We also set up information from "I Made It" and "Alpha Ceramics", local businesses who would let attendees glaze/color their masterpieces and could fire the masks for a small price.  OK, by 10 AM I was ready. And the people started coming.  And they came and they came all day long!  In fact, all of the following pictures were taken between 10:30 and 11:30 AM or so, because after that the crowd was huge and I only had time to work with them on making their masks.

But by noon, new people were coming far faster than the old people were leaving. So three more long tables had to be set out, handling four people each. And I had to divvy up the tools I brought.  From about noon to 3:00 PM, I was attempting to assist up to 20 people at a time who wanted to learn how to make a mask.  From the youngest of about two years of age, to many teenagers, to many middle-agers, to several older folks like me, it was a fun and free-wheeling time in the Elk Grove Library Community Room today!!!  Pat kept coming in and marveling with me about how successful the event was.

Thank goodness for the Delta Sigma Theta sorority who brought refreshments!  I was so busy from 10 AM to 3:30 PM that I only had time to drink about 1/2 cup of water and eat two cookies brought by the Deltas.  I didn't realize how hungry and thirsty I was until I got into my car to come home!

So after putting away the sculptures, taking a shower, and eating some quickly-prepared dinner, I reflected on what made the day so special.  They are in no particular order, as follows:

*The weather was sunny and bright, no rain in sight as was prophesied by the weather people.

* Many of my customers and friends came to support me and find out how the sculptures are made.

* Each attendee used the clay in amazing ways, either by creating extraordinary textures on the clay or great shapes.  One lady made several parts for what will be her entry into the 2010 Art Bra Show in honor of breast cancer.
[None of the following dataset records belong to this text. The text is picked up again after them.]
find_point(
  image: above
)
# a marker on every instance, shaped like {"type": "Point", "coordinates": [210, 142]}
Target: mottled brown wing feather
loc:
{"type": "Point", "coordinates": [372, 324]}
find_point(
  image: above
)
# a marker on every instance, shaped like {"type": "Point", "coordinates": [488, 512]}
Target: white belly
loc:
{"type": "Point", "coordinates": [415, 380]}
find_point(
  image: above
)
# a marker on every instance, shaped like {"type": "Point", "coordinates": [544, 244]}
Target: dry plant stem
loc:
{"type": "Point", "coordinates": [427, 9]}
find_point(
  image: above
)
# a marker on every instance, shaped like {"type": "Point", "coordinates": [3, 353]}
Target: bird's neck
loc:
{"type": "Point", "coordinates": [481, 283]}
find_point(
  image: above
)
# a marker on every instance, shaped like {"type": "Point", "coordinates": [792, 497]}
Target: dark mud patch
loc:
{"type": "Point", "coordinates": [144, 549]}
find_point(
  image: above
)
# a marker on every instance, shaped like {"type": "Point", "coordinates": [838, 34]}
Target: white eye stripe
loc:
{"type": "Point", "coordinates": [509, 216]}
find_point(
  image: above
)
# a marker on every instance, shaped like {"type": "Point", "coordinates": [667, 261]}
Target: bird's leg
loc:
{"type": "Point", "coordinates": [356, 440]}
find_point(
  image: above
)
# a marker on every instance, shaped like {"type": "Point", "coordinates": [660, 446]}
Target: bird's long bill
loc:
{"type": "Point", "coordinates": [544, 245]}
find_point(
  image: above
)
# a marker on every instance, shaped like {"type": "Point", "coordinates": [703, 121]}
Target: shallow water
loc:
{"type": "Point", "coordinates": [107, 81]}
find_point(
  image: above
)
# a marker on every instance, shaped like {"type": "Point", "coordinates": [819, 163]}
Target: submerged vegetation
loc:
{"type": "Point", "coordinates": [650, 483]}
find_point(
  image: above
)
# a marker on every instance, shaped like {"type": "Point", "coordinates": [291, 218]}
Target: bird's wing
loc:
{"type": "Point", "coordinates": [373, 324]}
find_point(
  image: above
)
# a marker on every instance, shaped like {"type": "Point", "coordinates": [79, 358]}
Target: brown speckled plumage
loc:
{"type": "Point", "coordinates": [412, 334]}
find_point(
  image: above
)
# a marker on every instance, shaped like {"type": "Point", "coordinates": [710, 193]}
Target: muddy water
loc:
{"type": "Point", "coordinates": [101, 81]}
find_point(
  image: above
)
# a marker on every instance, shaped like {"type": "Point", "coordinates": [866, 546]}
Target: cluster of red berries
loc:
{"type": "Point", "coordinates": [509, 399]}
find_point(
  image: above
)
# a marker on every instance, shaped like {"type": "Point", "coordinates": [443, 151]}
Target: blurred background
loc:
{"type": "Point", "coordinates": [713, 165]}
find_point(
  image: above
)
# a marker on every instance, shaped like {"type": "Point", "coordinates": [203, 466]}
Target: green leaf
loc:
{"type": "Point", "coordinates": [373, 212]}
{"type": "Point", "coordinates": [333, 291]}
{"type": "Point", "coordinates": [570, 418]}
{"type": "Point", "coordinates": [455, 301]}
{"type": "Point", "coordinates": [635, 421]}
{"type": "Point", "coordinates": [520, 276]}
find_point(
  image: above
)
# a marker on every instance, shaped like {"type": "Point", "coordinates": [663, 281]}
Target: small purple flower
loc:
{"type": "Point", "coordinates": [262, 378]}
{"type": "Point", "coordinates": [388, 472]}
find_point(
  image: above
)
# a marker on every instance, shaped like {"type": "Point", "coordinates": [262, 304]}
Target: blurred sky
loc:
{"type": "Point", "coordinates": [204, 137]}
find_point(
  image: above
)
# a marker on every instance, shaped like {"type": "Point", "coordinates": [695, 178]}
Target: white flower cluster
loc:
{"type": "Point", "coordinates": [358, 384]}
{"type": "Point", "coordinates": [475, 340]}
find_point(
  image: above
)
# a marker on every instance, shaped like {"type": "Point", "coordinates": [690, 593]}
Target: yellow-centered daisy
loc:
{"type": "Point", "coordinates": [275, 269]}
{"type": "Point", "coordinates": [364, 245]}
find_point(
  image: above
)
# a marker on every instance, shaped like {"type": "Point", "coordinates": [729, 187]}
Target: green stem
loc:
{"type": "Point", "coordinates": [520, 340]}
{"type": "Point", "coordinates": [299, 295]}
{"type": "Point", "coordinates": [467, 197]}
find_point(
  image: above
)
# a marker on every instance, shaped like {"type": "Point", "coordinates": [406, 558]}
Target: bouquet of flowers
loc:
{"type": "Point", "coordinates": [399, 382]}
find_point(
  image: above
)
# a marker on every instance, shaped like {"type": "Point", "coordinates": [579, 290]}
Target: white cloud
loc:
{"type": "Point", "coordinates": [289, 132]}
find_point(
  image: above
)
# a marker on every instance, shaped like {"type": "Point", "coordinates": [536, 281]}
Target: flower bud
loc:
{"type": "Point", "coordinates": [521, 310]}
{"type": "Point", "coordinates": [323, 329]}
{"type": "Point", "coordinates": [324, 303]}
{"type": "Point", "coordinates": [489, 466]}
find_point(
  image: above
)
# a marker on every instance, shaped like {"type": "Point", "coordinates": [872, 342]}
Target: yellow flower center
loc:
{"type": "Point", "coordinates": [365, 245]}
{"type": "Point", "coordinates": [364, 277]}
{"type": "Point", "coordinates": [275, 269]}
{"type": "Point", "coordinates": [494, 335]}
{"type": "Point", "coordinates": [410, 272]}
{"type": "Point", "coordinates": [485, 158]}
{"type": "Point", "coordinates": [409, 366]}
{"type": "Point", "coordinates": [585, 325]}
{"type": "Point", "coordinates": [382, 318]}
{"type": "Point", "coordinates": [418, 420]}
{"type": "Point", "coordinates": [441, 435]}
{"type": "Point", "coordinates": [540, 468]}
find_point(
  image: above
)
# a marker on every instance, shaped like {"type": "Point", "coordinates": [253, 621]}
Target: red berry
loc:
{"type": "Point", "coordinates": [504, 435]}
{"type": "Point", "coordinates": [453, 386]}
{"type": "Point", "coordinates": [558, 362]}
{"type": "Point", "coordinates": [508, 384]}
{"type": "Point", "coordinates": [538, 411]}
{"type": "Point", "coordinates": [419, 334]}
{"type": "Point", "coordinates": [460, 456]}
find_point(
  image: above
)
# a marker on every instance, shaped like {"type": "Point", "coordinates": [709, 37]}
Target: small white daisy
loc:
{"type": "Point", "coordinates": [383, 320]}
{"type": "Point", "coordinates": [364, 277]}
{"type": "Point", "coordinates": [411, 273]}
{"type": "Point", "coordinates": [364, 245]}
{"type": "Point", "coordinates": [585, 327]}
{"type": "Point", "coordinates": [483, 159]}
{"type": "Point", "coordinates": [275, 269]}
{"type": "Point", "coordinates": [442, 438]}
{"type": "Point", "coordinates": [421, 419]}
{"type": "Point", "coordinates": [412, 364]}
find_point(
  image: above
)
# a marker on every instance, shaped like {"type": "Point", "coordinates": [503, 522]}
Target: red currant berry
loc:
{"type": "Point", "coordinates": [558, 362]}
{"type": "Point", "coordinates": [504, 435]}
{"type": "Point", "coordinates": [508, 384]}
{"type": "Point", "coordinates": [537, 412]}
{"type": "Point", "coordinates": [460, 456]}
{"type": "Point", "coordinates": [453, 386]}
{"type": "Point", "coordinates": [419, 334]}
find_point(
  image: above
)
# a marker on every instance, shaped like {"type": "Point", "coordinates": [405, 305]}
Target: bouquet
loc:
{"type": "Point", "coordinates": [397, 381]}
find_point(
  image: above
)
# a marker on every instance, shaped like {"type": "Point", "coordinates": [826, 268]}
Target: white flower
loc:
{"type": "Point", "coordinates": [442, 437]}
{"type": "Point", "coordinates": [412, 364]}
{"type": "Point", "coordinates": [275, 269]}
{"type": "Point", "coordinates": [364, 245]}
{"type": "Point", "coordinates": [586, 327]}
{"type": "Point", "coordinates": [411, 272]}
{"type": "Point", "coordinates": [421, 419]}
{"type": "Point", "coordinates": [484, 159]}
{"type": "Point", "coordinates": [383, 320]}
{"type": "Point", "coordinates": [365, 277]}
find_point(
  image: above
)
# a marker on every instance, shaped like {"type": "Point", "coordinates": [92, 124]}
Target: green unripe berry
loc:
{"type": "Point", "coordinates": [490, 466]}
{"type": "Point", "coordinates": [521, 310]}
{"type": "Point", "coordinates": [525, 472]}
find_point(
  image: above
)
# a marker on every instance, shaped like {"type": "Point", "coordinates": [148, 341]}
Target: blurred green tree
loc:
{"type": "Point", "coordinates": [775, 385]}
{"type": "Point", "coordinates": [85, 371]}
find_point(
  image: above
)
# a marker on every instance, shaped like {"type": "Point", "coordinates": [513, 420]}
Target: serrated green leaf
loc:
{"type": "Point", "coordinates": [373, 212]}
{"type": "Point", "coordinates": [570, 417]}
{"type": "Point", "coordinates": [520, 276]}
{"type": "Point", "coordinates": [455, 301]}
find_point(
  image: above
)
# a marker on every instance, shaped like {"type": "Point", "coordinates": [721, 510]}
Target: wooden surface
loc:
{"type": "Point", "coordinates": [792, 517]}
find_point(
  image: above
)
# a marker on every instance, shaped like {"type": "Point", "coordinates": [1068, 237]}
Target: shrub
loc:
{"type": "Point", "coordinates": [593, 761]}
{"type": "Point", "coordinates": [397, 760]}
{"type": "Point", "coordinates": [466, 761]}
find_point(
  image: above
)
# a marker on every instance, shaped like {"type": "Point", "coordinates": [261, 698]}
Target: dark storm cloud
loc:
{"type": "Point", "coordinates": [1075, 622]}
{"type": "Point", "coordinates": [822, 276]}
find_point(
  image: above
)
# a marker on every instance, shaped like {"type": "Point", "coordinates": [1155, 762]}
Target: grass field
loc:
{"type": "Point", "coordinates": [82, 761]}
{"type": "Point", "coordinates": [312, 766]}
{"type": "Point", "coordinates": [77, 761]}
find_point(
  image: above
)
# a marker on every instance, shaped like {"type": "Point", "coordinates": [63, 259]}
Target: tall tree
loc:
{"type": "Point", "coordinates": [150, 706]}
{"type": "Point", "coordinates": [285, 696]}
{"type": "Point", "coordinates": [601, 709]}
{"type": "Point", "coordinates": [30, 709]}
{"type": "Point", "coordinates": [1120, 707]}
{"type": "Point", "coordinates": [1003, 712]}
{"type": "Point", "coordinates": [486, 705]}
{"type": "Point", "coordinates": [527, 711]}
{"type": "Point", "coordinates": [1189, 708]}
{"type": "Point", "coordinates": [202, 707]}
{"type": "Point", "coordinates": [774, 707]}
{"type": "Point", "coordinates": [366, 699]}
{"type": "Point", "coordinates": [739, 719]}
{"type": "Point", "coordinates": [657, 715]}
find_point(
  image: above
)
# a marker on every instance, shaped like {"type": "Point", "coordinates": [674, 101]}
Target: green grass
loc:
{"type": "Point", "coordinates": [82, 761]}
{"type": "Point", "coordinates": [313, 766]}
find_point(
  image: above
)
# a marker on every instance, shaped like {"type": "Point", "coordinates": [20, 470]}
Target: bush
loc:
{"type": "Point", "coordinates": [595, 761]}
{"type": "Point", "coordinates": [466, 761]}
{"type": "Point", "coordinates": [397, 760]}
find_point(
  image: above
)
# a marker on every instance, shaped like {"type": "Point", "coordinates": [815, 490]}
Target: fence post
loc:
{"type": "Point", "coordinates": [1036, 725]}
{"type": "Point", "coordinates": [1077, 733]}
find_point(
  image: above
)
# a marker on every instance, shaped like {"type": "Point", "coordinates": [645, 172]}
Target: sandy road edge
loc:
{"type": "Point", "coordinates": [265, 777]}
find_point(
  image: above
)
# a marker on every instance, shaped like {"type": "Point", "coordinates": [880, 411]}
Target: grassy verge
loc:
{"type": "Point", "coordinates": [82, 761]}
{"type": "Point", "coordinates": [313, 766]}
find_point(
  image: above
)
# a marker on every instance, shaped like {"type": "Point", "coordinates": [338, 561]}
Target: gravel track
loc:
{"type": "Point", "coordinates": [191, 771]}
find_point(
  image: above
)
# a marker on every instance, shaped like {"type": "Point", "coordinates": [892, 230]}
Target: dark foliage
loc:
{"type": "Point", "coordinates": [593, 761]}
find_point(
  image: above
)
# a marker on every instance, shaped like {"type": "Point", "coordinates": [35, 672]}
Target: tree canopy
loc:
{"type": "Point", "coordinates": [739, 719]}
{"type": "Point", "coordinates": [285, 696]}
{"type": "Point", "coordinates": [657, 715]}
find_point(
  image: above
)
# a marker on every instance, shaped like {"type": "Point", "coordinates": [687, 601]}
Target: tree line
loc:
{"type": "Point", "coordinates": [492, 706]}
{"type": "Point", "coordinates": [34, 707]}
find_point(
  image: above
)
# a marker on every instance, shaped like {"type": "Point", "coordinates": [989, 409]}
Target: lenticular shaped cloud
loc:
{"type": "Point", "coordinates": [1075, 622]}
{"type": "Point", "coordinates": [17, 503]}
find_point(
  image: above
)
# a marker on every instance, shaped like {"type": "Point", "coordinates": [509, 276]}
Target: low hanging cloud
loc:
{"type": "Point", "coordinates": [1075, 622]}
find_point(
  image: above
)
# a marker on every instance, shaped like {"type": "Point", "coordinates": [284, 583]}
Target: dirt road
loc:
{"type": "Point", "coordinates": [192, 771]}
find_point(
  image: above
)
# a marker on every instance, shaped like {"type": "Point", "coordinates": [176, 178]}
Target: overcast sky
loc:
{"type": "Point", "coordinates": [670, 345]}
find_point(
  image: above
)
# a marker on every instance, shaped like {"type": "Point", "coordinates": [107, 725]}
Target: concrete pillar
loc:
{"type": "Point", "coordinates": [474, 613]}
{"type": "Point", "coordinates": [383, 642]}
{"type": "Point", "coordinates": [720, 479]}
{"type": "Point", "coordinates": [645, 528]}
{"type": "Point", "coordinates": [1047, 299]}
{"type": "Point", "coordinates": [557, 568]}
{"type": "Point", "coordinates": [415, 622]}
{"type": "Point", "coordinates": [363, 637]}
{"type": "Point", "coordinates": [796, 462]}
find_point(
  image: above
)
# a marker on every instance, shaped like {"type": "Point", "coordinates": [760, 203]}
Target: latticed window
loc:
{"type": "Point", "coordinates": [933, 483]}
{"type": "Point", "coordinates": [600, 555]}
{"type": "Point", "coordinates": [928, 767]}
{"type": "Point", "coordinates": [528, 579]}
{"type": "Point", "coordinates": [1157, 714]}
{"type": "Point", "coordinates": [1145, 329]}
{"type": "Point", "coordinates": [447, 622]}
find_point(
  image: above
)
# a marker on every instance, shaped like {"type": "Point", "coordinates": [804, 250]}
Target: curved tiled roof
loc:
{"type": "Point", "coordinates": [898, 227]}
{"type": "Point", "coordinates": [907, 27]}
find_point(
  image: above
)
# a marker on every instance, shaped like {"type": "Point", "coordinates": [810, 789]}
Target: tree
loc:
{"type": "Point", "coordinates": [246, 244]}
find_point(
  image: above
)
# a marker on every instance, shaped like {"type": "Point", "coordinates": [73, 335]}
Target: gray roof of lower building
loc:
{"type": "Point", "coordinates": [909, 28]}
One lady made a face sculpture on the back of a spoon and an amazingly delicate filigree design for the headdress.  An initially-reluctant father jumped in and made a cool mask to show his little girls that he was as cool as they were in making a mask.  One lady made the most beautiful small face (I later found out she too had taken numerous clay classes from Cosumnes River College Art Director, Yoshio Taylor).  Another lady made a heart but added numerous additional hearts overlapping the first one.  Another lady decided to try a bowl form.  So many ideas that I cannot list all of them.

* The children were ALL so polite, whether their parents were around or not. None were goofing off, yet they all had a ball making masks and other clay forms.  Their level of creativity was amazing.

* Pat and one of her star employees helped me break down the display. I felt a little bad for the janitor because many of the black chairs were covered with grey-colored clay and the floors would need cleaning.

* All ethnicities and religious persuasions were represented by the attendees.  There was amazing harmony in that room.

* Everyone really seemed to get a great deal from their hands-on experience. And that's what my primary goal was!  I left the library with a sense of hopefulness and excitement that so many people were turned on to clay!